The ruling Republican Party of Armenia (HHK) has not yet decided whether to nominate its own candidate for the vacant post of prime minister, a senior lawmaker representing the HHK said on Wednesday.
The HHK, which controls the majority of seats in the Armenian parliament, was instrumental in the National Assembly’s refusal on Tuesday to choose opposition leader Nikol Pashinian as prime minister. The party has not nominated a prime-ministerial candidate since its top leader, Serzh Sarkisian, resigned as prime minister on April 23 amid massive street protests led by Pashinian.
Gevorg Kostanian, the chairman of the parliament committee on legal affairs, would not say whether the HHK will field a candidate before a second parliament vote on the new premier slated for May 8.

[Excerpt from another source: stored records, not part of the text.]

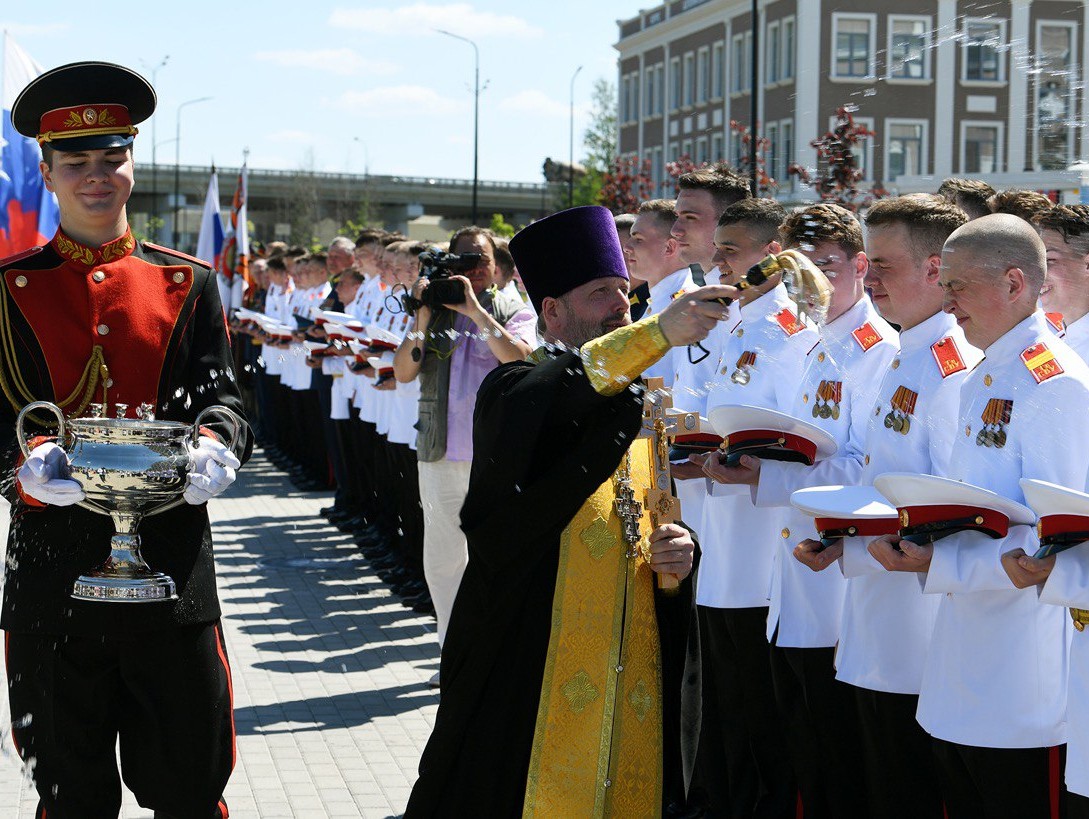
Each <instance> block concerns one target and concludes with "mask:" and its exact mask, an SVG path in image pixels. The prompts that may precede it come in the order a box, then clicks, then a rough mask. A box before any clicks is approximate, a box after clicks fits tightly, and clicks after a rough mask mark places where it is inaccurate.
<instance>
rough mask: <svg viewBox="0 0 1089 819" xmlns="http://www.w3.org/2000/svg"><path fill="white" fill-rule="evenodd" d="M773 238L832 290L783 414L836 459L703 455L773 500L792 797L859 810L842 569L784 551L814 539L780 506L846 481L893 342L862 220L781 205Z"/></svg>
mask: <svg viewBox="0 0 1089 819" xmlns="http://www.w3.org/2000/svg"><path fill="white" fill-rule="evenodd" d="M781 234H782V236H783V240H784V244H785V245H787V246H788V247H795V248H797V249H799V250H802V252H803V253H804V254H805V255H806V256H807V257H808V258H809V259H810V260H811V261H812V262H813V264H815V265H816V266H817V267H818V268H820V269H821V270H823V271H824V272H825V274H827V276H828V277H829V280H830V282H831V284H832V285H833V288H834V292H833V294H832V303H831V305H830V307H829V311H828V320H827V323H824V326H823V327H821V330H820V341H819V342H818V344H817V345H816V346H813V347H812V350H810V351H809V354H808V355H807V360H806V367H805V372H804V375H803V377H802V380H800V383H799V384H798V386H797V387H796V388H795V390H796V391H795V394H794V398H793V399H792V401H791V404H790V405H788V406H787V407H786V412H787V413H788V414H791V415H794V416H795V417H798V418H802V417H804V418H805V419H806V420H809V419H810V418H812V419H813V420H812V423H813V424H816V425H818V426H819V427H820V428H821V429H823V430H824V431H827V432H828V433H829V435H830V436H832V438H833V439H834V440H835V442H836V444H837V447H839V453H837V455H836V456H835V457H833V459H830V460H827V461H823V462H820V463H818V464H816V465H813V466H805V465H804V464H797V463H786V462H779V461H763V462H760V461H758V460H757V459H752V457H748V456H745V457H743V459H742V465H739V466H736V467H726V466H723V465H720V464H718V463H710V464H709V472H710V474H711V476H712V477H713V478H714V479H717V480H721V481H722V482H732V484H748V485H750V486H752V487H754V499H755V501H756V504H757V505H758V506H764V508H771V509H774V515H775V518H776V524H778V526H779V528H780V531H779V535H780V537H779V539H778V540H779V542H778V545H774V546H773V545H770V543H769V546H770V547H771V548H773V549H774V550H775V554H774V564H773V569H772V576H771V599H770V609H769V616H768V632H767V633H768V638H769V640H770V641H771V644H772V647H771V667H772V675H773V679H774V682H775V698H776V700H778V701H779V706H780V711H781V713H782V716H783V718H784V720H785V724H786V732H787V737H788V739H790V746H791V753H792V758H793V762H794V768H795V772H796V774H797V777H798V784H799V787H800V792H802V799H803V804H804V806H805V810H806V814H807V815H808V816H813V815H816V816H824V815H828V816H861V815H864V814H865V807H864V806H865V794H864V792H862V789H859V787H858V782H857V777H858V771H859V770H860V769H861V755H860V746H859V736H858V729H857V717H856V706H855V701H854V697H853V694H852V688H851V687H849V686H847V685H845V684H843V683H841V682H839V681H836V680H835V665H834V655H835V645H836V640H837V639H839V636H840V618H841V612H842V609H843V595H844V589H845V586H846V582H845V579H844V577H843V575H842V574H840V573H833V572H821V573H813V572H811V571H810V570H808V569H807V567H805V566H804V565H802V564H800V563H799V562H798V561H796V560H795V559H794V558H793V551H794V548H795V546H796V545H797V543H798V542H799V541H802V540H805V539H806V538H815V537H816V535H817V533H816V530H815V528H813V519H812V517H810V516H807V515H806V514H804V513H802V512H799V511H798V510H796V509H794V508H793V506H791V505H790V504H791V493H792V492H794V491H795V490H797V489H802V488H805V487H808V486H823V485H828V484H840V485H848V486H849V485H855V484H857V482H858V480H859V477H860V475H861V470H862V459H864V454H865V453H864V451H862V444H864V441H865V436H866V426H867V423H868V420H869V416H870V414H871V413H872V407H873V399H874V392H876V390H877V387H878V384H879V383H880V380H881V375H882V374H883V372H884V370H885V369H886V368H888V366H889V363H890V362H891V360H892V357H893V356H894V355H895V354H896V351H897V349H898V347H897V341H896V331H895V330H893V329H892V327H890V326H889V323H888V322H886V321H885V320H884V319H882V318H881V317H880V316H879V315H878V314H877V311H876V310H874V308H873V305H872V304H871V303H870V300H869V297H868V296H867V295H866V293H865V291H864V288H862V278H864V277H865V274H866V270H867V266H868V262H867V258H866V254H865V253H864V252H862V234H861V228H860V225H859V224H858V221H857V219H855V217H854V215H852V213H851V212H849V211H847V210H845V209H844V208H842V207H839V206H836V205H823V204H822V205H815V206H811V207H809V208H806V209H805V210H802V211H798V212H795V213H792V215H791V216H790V217H788V218H787V220H786V221H785V222H784V224H783V228H782V230H781Z"/></svg>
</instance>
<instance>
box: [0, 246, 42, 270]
mask: <svg viewBox="0 0 1089 819" xmlns="http://www.w3.org/2000/svg"><path fill="white" fill-rule="evenodd" d="M44 249H46V248H45V247H44V246H41V245H37V246H35V247H30V248H28V249H26V250H23V252H22V253H16V254H15V255H14V256H9V257H7V258H4V259H0V267H8V266H9V265H14V264H15V262H16V261H22V260H23V259H25V258H27V257H29V256H34V255H35V254H38V253H41V252H42V250H44Z"/></svg>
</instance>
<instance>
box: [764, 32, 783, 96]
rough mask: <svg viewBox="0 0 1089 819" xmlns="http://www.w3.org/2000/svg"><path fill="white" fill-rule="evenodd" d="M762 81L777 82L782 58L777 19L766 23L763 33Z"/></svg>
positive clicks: (781, 44) (780, 43) (782, 54)
mask: <svg viewBox="0 0 1089 819" xmlns="http://www.w3.org/2000/svg"><path fill="white" fill-rule="evenodd" d="M764 42H767V44H768V45H767V46H766V47H764V52H763V54H764V60H763V83H764V85H774V84H775V83H778V82H779V75H780V68H781V65H782V60H783V40H782V39H781V37H780V30H779V21H778V20H776V21H775V22H774V23H769V24H768V29H767V33H766V34H764Z"/></svg>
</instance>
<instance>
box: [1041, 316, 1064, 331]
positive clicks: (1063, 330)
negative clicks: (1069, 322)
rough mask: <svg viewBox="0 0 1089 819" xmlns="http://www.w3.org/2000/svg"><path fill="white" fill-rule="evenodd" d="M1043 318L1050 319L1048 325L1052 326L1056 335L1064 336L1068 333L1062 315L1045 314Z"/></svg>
mask: <svg viewBox="0 0 1089 819" xmlns="http://www.w3.org/2000/svg"><path fill="white" fill-rule="evenodd" d="M1043 317H1044V318H1045V319H1048V323H1049V325H1051V329H1052V330H1054V331H1055V332H1056V333H1059V334H1060V335H1062V334H1063V333H1064V332H1066V325H1065V323H1064V322H1063V314H1062V313H1044V314H1043Z"/></svg>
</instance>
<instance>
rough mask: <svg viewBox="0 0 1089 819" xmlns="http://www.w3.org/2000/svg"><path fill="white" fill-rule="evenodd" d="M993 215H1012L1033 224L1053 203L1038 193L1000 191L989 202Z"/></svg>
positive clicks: (1047, 209) (1009, 191)
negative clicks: (1015, 216)
mask: <svg viewBox="0 0 1089 819" xmlns="http://www.w3.org/2000/svg"><path fill="white" fill-rule="evenodd" d="M987 205H988V207H989V208H990V209H991V212H992V213H1010V215H1011V216H1017V217H1020V218H1021V219H1024V220H1025V221H1026V222H1031V221H1032V218H1033V217H1035V216H1036V215H1037V213H1040V212H1042V211H1044V210H1048V209H1050V208H1051V207H1052V201H1051V199H1049V198H1048V197H1047V196H1044V195H1043V194H1041V193H1039V192H1037V191H1018V190H1016V188H1013V190H1007V191H999V193H996V194H994V195H993V196H992V197H990V198H989V199H988V200H987Z"/></svg>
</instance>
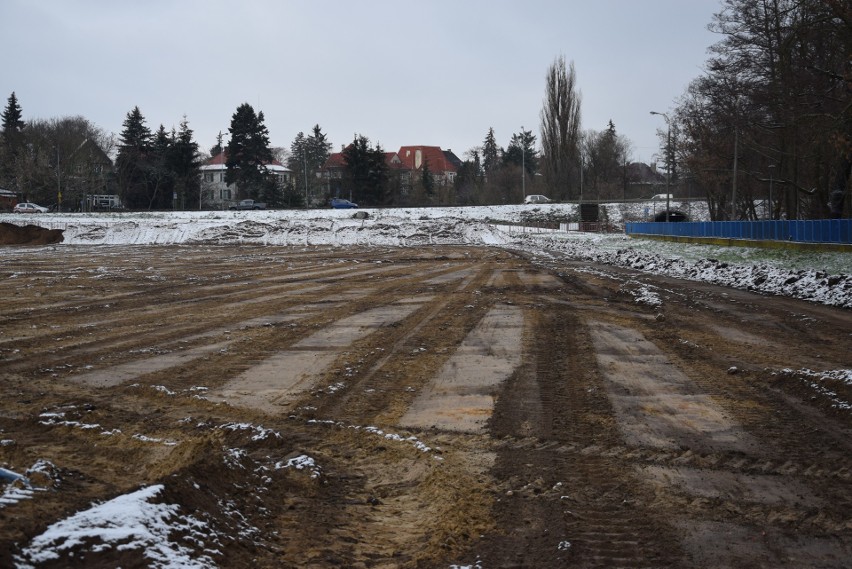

“I don’t know, we have not yet discussed these issues,” Kostanian told reporters. “As soon as they are discussed you will be informed. I have no information at the moment.”
Kostanian, who previously served as the country’s prosecutor-general, also would not be drawn on possible HHK concessions to Pashinian or other solutions to the grave political crisis that could be proposed by Sarkisian’s party. “The situation is tough and you are asking tough questions answers to which I don’t have answers,” he said.
Pashinian and opposition forces allied to him maintain that his becoming prime minister is the only viable solution to the crisis. They say an interim government headed by him must promptly hold pre-term parliamentary elections.
Such elections will have to be called if the parliament again fails to elect a prime minister on May 8. But they would be administered by the current government. Kostanian did not rule out this scenario.
The lawmaker also insisted that Sarkisian, who was Armenia’s president from 2008-2018, is not single-handedly deciding the actions of the HHK’s parliamentary. “Serzh Sarkisian is the leader of the party but it doesn’t mean that decisions are made only by Serzh Sarkisian,” he said.